Había en su voz la nota aguda del miedo. Se aferraba al brazo de ella. A través de la delgada tela de mezclilla, sus dedos mordían, agudos como dientes. Suavemente, ella se soltó. Cuando habló, le sorprendió la tranquilidad que había en su voz.

– No digas tonterías, Darren. Desde luego, nadie sospechará de nosotros. En cambio, huir… eso sí que parecería sospechoso.

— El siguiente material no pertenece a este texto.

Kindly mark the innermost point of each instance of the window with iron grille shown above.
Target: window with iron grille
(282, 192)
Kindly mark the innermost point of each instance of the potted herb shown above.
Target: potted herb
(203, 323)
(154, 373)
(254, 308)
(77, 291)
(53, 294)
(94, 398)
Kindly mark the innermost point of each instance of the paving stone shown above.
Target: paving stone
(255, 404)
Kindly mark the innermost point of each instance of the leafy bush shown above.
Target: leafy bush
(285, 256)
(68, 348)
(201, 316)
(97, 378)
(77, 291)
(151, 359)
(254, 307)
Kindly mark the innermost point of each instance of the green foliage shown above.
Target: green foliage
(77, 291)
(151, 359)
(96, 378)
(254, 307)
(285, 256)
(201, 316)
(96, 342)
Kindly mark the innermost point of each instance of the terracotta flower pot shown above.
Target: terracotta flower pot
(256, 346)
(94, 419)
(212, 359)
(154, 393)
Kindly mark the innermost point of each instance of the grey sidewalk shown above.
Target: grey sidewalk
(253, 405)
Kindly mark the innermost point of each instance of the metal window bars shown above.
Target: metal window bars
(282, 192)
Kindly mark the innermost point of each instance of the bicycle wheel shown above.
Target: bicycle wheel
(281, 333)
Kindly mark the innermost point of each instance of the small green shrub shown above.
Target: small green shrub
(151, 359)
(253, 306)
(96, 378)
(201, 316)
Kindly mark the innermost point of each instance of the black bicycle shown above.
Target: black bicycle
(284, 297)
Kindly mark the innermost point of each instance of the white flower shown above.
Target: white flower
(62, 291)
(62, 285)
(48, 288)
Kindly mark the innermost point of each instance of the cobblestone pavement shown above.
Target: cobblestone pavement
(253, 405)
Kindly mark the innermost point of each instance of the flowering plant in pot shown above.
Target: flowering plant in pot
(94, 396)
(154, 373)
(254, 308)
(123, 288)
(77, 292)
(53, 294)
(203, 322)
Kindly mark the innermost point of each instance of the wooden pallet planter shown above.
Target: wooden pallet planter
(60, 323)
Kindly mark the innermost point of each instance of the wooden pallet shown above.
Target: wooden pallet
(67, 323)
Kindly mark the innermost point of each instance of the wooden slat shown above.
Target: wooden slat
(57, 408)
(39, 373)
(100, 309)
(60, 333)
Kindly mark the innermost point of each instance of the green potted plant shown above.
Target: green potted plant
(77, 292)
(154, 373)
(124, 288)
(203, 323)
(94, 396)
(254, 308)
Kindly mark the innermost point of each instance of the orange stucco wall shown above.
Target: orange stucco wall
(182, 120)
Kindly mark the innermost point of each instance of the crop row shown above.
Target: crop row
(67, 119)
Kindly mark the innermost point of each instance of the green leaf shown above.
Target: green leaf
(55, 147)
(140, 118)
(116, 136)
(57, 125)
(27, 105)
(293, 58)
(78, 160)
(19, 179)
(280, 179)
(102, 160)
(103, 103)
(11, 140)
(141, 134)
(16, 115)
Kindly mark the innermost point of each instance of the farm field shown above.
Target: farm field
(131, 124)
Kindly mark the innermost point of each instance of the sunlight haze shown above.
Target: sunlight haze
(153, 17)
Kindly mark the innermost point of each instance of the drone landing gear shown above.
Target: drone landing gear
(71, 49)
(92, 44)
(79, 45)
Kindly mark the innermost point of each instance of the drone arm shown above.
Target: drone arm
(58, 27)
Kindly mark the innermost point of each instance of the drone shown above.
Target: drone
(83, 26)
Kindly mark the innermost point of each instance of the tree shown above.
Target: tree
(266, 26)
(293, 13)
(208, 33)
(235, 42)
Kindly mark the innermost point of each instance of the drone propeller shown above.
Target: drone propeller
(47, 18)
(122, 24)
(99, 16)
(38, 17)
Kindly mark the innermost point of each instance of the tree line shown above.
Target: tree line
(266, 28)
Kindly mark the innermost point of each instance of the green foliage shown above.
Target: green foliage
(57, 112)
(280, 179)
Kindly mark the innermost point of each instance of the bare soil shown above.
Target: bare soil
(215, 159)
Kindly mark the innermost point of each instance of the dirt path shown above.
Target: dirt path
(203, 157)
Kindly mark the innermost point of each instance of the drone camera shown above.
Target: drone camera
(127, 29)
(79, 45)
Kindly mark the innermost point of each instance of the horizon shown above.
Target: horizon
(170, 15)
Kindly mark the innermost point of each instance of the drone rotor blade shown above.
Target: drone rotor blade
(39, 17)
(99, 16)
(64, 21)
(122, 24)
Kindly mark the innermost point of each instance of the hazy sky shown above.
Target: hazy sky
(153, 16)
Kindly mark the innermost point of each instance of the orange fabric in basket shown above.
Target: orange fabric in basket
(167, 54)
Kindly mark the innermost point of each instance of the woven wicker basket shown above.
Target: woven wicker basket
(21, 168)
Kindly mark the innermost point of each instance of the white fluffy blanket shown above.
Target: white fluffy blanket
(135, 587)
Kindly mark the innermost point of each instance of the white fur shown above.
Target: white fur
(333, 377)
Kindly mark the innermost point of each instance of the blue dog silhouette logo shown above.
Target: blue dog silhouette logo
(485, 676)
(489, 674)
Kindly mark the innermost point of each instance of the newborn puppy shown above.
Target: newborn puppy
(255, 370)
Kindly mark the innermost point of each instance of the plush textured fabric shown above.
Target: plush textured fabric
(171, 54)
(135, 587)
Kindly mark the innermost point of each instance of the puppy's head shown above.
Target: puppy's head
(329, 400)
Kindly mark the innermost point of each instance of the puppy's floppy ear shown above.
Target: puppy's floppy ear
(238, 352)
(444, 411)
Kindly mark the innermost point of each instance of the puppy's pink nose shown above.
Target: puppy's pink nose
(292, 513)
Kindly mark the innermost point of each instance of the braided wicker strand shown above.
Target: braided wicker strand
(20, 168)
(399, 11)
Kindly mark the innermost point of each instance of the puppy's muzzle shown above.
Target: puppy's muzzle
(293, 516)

Le empujó a lo largo del pasillo.

– Yo me quedo aquí. Tú irás a buscar ayuda. Debemos cerrar la puerta con llave. Yo esperaré aquí mientras vas a buscar al padre Barnes. ¿Sabes dónde está la vicaría? Es el piso de la esquina, en aquella manzana de Harrow Road. Él sabrá lo que hay que hacer. Él avisará a la policía.

– Pero usted no puede quedarse sola aquí. ¿Y si él está todavía aquí? ¿En la iglesia, esperando y vigilando? Es mejor que nos marchemos los dos, ¿vale?

La autoridad que había en aquella voz infantil la desconcertó.

– Pero es que no me parece bien, Darren, dejarlos aquí. Los dos no. Me parece… bueno, desacertado. Yo debería quedarme.

– Tonterías. Usted no puede hacer nada. Están muertos, un par de fiambres. Ya los ha visto.

Hizo un rápido gesto como si pasara la hoja de un cuchillo a través de su garganta, puso los ojos en blanco y carraspeó. El sonido fue horriblemente real, como un vómito sanguinolento en su boca, y ella gritó:

– ¡Por favor, Darren, no hagas eso!

Inmediatamente, él se mostró conciliador, con una voz más tranquila. Puso su mano sobre la de ella.

– Será mejor que venga conmigo a ver al padre Barnes.

Ella bajó la vista y le miró, compungida, como si fuera ella la menor de los dos.

– Si lo crees así, Darren.

Él había asumido ya el mando y su cuerpecillo casi vibraba.

– Sí, es lo que yo creo. Venga conmigo.

Estaba excitado. Ella lo oyó en el temblor de su voz, y lo vio en aquellos ojos brillantes. Ya no estaba asustado y, en realidad, ni siquiera trastornado. Había sido una tontería pensar que había que protegerlo contra aquel horror. Aquel brote de temor al pensar en la policía se había desvanecido. La señorita Wharton llegó a preguntarse si, criado entre aquellas impresionantes y fugaces imágenes de violencia, el niño sabría distinguir entre ellas y la realidad. Tal vez fuese una suerte que, protegido por su propia inocencia, no consiguiera hacerlo. Darren apoyó su delgado brazo en los hombros de ella acompañándola hacia la puerta, y ella se apoyó en el niño, notando aquellos duros huesecillos bajo su brazo.